The researchers knew that only a fibber would correctly guess the toy was the cartoon character "Sponge Bob."
Knowing that there is a prize at stake, the temptation for these young kids must have been enormous.
"Even adults would maybe peek, it's a really tempting situation," Talwar said. "We create that situation because then they can choose whether they confess up to doing it or conceal and lie about doing it."
It is a fascinating experiment, especially considering that the researchers aren't all that honest themselves, telling the kids that they "have to get the phone" as an excuse to exit the room, and then watching the parents who secretly watch their children lie.
Lea, 4, and Aleko, 6, were two recent subjects. Their dad, John, is a police officer specializing in interrogation.
Lea goes first, and chooses to peek.
But when asked if she peeked, she tells the truth, nodding yes.
That has less to do with the fact that her dad is a cop than it does with the fact that she's only four. Most kids that young don't yet know how to lie. They have to learn how to do it.
"You have to be able to remember everything you've said before so you keep consistency in your lie, you can't be caught out," Talwar said. "You have to be able to think, 'Okay, so they think that I did this, therefore they're going to expect my answers to be along these lines' so they have to keep a representation of not only what they really did, but what the other person thinks they did and what that person's expectations would be … it requires a lot of mental flexibility."
Aleko, Lea's brother, peeks too. But when asked he knows he's on the verge of getting caught and figures it's better to not say anything. It's not quite a lie, but he's definitely weighing his options: lie or confess. In the end he chooses to plead the 5th.
"We have to be careful that we don't say 'Oh, it's terrible that the child lies' because adults are doing it too. And it's an adult behavior more so than a childhood behavior.

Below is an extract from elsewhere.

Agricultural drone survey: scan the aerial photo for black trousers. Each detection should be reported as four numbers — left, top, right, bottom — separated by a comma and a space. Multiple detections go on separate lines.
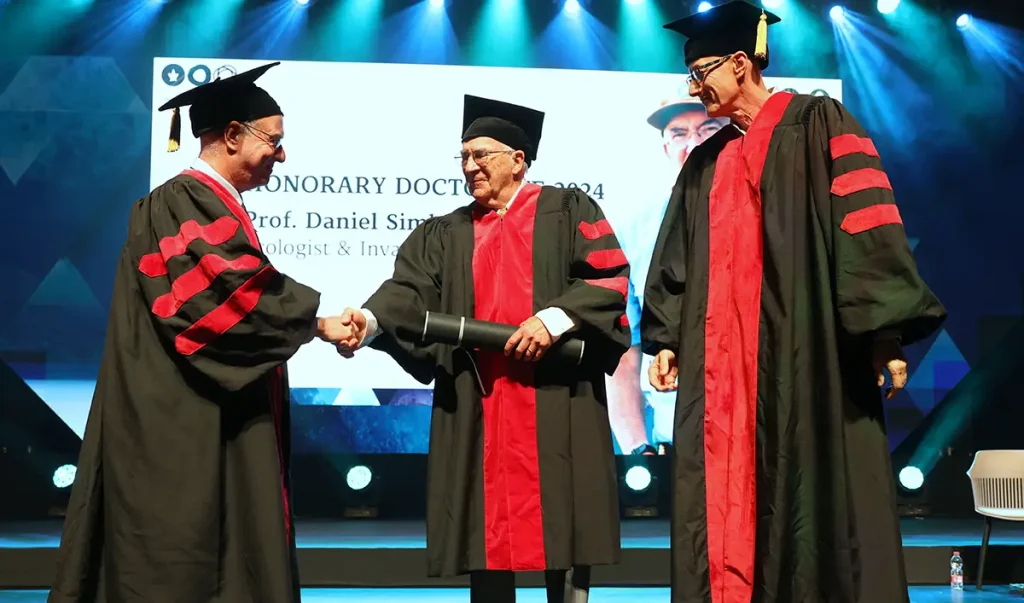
469, 565, 590, 603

Children are actually more likely to be blunt truth tellers compared to adults," Talwar said. "But the other thing is that children often are picking up on the little lies that we're telling."
Aleko and Lea's father John says lying is a learned behavior. "I think for the most part that kids, you know, they have that innocence and they slowly lose that because of us and everything is a learned behavior and you try and teach them as best as you can," he said.
So what's a parent to do, especially, as Talwar's researcher Arruda pointed out, "when kids realize that they're about to get in trouble and they're going to get punished for whatever they have done, they're more likely to lie."
Talwar sympathizes with concerned parents who tend to react emotionally when their children lie, but emphasized that it's a natural part of development and suggested that families discuss the issue calmly and rationally.
And, perhaps most importantly, "If you want them to be telling the truth then it's important that you're not turning around and lying all over the place as well," she said.